Parece que para já, e como refere Winnie Byanyima, directora da Oxfam, a preocupação manifestada pelos líderes mundiais sobre a escalada das desigualdades ainda não se traduziu em medidas concretas. Vivemos pois num mundo cada vez mais desigual e onde esta tendência se tem vindo a agravar de ano para ano.

3. “As redes sociais são uma armadilha”

3Em entrevista recente ao jornal El País (pode ser encontrada aqui), Zygmunt Bauman, conhecido sociólogo que completou recentemente 90 anos de vida, falou, entre outras coisas, da sua perspetiva sobre as cada vez mais presentes redes sociais. Para Bauman a identidade foi transformada de algo preestabelecido numa tarefa, é a cada um que toca criar a sua própria identidade, dentro de uma comunidade que, muitas vezes, está ausente. E é aí que surge o papel das redes sociais.

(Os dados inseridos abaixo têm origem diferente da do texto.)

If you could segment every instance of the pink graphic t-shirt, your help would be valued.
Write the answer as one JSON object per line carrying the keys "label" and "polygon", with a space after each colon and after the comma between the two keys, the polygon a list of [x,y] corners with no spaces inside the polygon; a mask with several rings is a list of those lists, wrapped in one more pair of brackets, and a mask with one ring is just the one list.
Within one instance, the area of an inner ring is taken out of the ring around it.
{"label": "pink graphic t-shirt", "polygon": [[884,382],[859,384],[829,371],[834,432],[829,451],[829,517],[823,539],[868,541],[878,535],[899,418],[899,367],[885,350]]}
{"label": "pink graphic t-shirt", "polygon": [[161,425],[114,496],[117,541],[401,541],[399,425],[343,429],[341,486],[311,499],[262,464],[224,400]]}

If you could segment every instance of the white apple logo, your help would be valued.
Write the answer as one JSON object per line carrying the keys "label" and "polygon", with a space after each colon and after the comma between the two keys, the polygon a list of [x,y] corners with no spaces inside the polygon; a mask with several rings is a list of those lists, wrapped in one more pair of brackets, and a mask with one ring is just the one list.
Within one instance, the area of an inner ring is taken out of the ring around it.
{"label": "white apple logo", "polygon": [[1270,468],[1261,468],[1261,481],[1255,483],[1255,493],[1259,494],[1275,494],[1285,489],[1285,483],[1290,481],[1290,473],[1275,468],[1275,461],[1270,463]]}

A diferença entre comunidade e rede é que a pessoa pertence à comunidade, enquanto que a no caso da rede, é ela que pertence, de certo modo, à pessoa. Pois na rede de cada um é possível adicionar e eliminar amigos, no fundo controlar as pessoas com quem a pessoa se relaciona. Isso faz com que os indivíduos se sintam aparentemente integrado num grupo, já que a solidão acaba por ser a grande ameaça nesses tempos individualistas.

Só que é tão fácil nas redes sociais adicionar e eliminar amigos, que as habilidades sociais deixam de ser necessárias. Elas são desenvolvidas na rua, ou no trabalho, quando se encontram pessoas com quem é preciso ter uma interação razoável. É aí que a pessoa se enfrenta as dificuldades de comunicação e relação, e aprende a envolver-se em diálogo.

Foi curioso, neste sentido, o sinal dado pelo papa Francisco, que logo após ser eleito optou por dar a sua primeira entrevista a Eugenio Scalfari, um jornalista italiano proclamadamente ateu. Foi o sinal de que o diálogo real não é só falar com pessoas que pensam igual a nós. Esse é o perigo das redes sociais, que não ensinam a dialogar pois é muito fácil evitar a controvérsia. Muita gente usa assim as redes não para crescer nas relações e assim ampliar os seus horizontes, mas ao contrário, para se fechar nas suas “zonas de conforto”, sendo que o único som que ouvem é o eco de suas próprias vozes, e a única coisa que vêem são os reflexos dos seus próprios rostos.

Em síntese, as redes são muito úteis e oferecem muitas potencialidades, mas são uma armadilha, sendo por isso necessário estar atentos aos seus perigos.